Overview
Stremio Core is designed to be cross-platform, including compilation to WebAssembly (WASM). This guide covers optimization techniques for reducing binary size, improving runtime performance, and minimizing memory usage.
WASM Binary Size Optimization
WASM binaries can grow large, especially with extensive use of serialization.
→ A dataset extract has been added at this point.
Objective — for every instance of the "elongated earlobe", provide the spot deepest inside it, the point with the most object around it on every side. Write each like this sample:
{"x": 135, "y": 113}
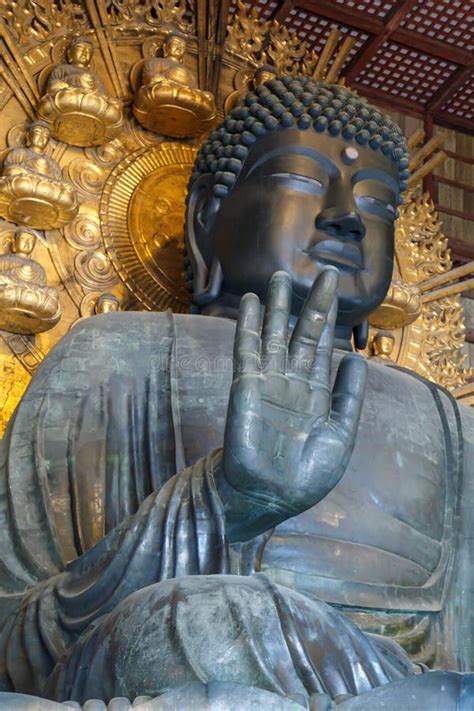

Here are strategies to keep them small.
Analyzing Binary Size
Use twiggy to identify code size offenders:
cargo install twiggy
wasm-pack build --target web --release
twiggy top pkg/your_project_bg.wasm
See README.md:42
Example output:
Shallow Bytes │ Shallow % │ Item
───────────────┼────────────┼──────────────────────────────────────
524288 ┊ 45.2% ┊ data[0]
112233 ┊ 9.7% ┊ serde_json::ser::Serializer
89456 ┊ 7.7% ┊ stremio_core::models::library
Avoid Unnecessary Serialization
Deriving Serialize/Deserialize on types that don’t need it significantly increases binary size.
Bad:
// This struct is only used internally
#[derive( Serialize , Deserialize , Clone )]
struct InternalState {
cache : HashMap < String , Vec < u8 >>,
counters : Vec < u64 >,
}
Good:
// Only derive what's needed
#[derive( Clone )]
struct InternalState {
cache : HashMap < String , Vec < u8 >>,
counters : Vec < u64 >,
}
// Separate serializable view
#[derive( Serialize )]
struct InternalStateView <' a > {
counter_sum : u64 ,
cache_size : usize ,
}
impl InternalState {
fn to_view ( & self ) -> InternalStateView {
InternalStateView {
counter_sum : self . counters . iter () . sum (),
cache_size : self . cache . len (),
}
}
}
Conditional Compilation
Use feature flags to exclude heavy dependencies in WASM builds:
[ features ]
default = []
analytics = [] # Optional analytics
deflate = [ "stremio-official-addons/deflate" ] # Optional compression
See Cargo.toml:33
#[cfg(feature = "analytics" )]
pub mod analytics ;
#[cfg(feature = "analytics" )]
use crate :: analytics :: Analytics ;
See src/lib.rs:17
Optimize Cargo Profile
[ profile . release ]
opt-level = 's' # Optimize for size
lto = true # Link-time optimization
codegen-units = 1 # Better optimization (slower compile)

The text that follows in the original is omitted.